Kernel Outlier Detection

C.H. Dagidir

{}^{1}

M. Hubert

{}^{1}

and P. Rousseeuw

{}^{1}

${}^{1}$

Department of Mathematics, KU Leuven, Leuven, Belgium [canhakan.dagidir@kuleuven.be]

Keywords: Outlier Detection – Kernel Transformation – Projection Depth

High-dimensional datasets with complex distributions and nonlinear relationships are increasingly common in the literature. These characteristics bring significant challenges for outlier detection due to violation of statistical assumptions and high computational costs. Various outlier detection methods employ kernel transformations to handle these complexities. Among them, the One-Class Support Vector Machine (OCSVM) [Schölkopf et al., 1999] is a fundamental method that implicitly models the shape of data in a high-dimensional feature space. However, kernel transformations are sensitive to outliers in the original space, which can distort the feature space representations. Additionally, OCSVM’s performance highly depends on its cost hyperparameter, and its computational complexity remains a concern for large datasets, even without considering the kernel transformation step.

An alternative approach, Kernel Minimum Regularized Covariance Determinant (KMRCD) [Schreurs et al., 2021], combines kernel transformation with robust statistics. This allows it to operate beyond the assumption of elliptical distributions and obtain a robust feature space representation.

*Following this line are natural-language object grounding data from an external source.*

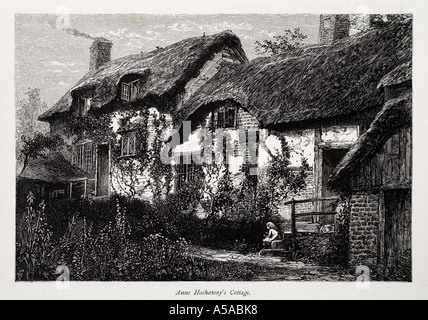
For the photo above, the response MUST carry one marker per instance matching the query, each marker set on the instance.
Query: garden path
(284, 269)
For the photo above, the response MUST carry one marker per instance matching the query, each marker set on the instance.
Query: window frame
(83, 106)
(83, 156)
(225, 116)
(126, 139)
(130, 90)
(185, 172)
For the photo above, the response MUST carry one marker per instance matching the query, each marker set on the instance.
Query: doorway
(398, 225)
(103, 169)
(330, 159)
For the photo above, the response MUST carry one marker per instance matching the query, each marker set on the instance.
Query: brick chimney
(333, 27)
(100, 53)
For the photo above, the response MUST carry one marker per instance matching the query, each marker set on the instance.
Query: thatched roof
(165, 72)
(313, 83)
(399, 75)
(53, 168)
(395, 114)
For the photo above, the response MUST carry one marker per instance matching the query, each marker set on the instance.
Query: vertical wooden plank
(403, 144)
(408, 154)
(293, 227)
(85, 189)
(381, 230)
(317, 169)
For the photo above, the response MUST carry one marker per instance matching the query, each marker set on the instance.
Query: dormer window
(129, 143)
(225, 116)
(84, 106)
(130, 90)
(327, 23)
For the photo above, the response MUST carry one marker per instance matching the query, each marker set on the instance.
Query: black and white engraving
(213, 148)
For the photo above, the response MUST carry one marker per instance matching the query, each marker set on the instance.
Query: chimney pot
(100, 53)
(333, 27)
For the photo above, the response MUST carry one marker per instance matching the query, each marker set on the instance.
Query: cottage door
(397, 225)
(330, 159)
(102, 170)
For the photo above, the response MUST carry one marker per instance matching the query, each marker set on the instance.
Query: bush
(399, 270)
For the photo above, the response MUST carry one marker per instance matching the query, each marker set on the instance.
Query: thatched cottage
(377, 175)
(160, 80)
(321, 98)
(338, 104)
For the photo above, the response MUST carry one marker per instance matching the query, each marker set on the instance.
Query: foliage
(329, 249)
(281, 179)
(399, 270)
(160, 173)
(36, 255)
(27, 111)
(363, 21)
(97, 128)
(127, 171)
(36, 147)
(281, 43)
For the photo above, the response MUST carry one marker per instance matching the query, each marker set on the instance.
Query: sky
(53, 60)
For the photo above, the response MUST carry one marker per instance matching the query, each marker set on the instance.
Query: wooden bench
(285, 245)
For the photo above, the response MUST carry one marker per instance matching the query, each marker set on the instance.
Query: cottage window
(225, 116)
(252, 139)
(327, 23)
(129, 143)
(130, 90)
(84, 156)
(83, 107)
(186, 171)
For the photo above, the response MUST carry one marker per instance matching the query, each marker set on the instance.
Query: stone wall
(363, 229)
(306, 193)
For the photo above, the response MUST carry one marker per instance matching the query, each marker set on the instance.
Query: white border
(259, 290)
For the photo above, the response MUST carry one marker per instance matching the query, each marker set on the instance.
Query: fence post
(293, 218)
(293, 227)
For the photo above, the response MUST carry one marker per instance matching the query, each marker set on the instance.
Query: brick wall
(246, 121)
(363, 229)
(307, 192)
(333, 27)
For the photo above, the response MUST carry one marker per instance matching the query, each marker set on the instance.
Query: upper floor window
(129, 143)
(186, 170)
(225, 116)
(84, 156)
(327, 23)
(84, 106)
(130, 90)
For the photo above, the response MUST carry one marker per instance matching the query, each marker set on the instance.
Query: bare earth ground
(276, 268)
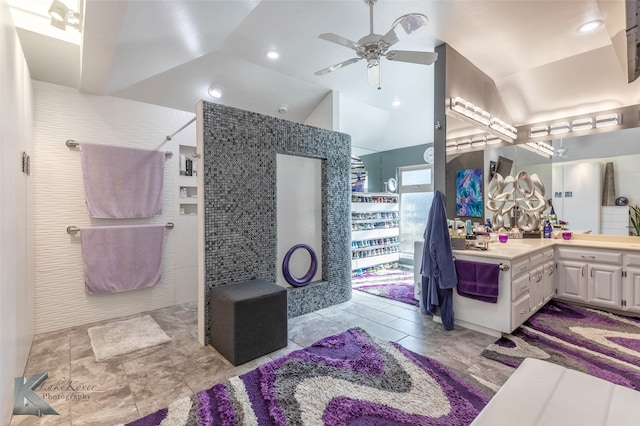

However, KMRCD relies on the assumption that the transformed space retains a roughly elliptical distribution, and its computational cost scales significantly with dataset size.

To address these challenges, we propose a lightweight and parameter-free alternative that does not rely on distributional assumptions. Our method builds on the principle that outliers deviate significantly along at least one direction. We compute Stahel-Donoho outlyingness [Stahel, 1981] of data points using four complementary sets of directions: (1) directions that connect each data point to a robust center estimate, (2) a random subset of directions connecting pairs of data points, (3) directions derived from the feature space, and (4) randomly generated directions. Additional structures can also be employed, but this combination achieves a balance between accuracy and computational efficiency. We then introduce a simple yet effective ensembling strategy to robustly combine the obtained outlyingness values. This results in a flexible framework that can easily be extended.

On synthetic datasets, our method successfully captures the true structure of non-outlying observations in the original space, similar to SVM but with improved robustness. Additionally, we conduct detailed experiments on real-world image datasets (MNIST, MNIST-C, Fashion-MNIST). Our results demonstrate consistently competitive performance against a wide selection of outlier detection methods.

References

Schölkopf et al. [1999] B. Schölkopf, R. Williamson, A. Smola, J Shawe-Taylor, and J. Platt. Support Vector Method for Novelty Detection. Advances in Neural Information Processing Systems, 12, 1999.
Schreurs et al. [2021] J. Schreurs, I. Vranckx, M. Hubert, J. A. K. Suykens, and P. J. Rousseeuw. Outlier detection in non-elliptical data by kernel MRCD. Statistics and Computing, 31(5):66, 2021. ISSN 0960-3174, 1573-1375. doi: 10.1007/s11222-021-10041-7.
Stahel [1981] W. A. Stahel. Robust Estimation: Infinitesimal Optimality and Covariance Matrix Estimators. PhD thesis, ETH, Zürich, 1981.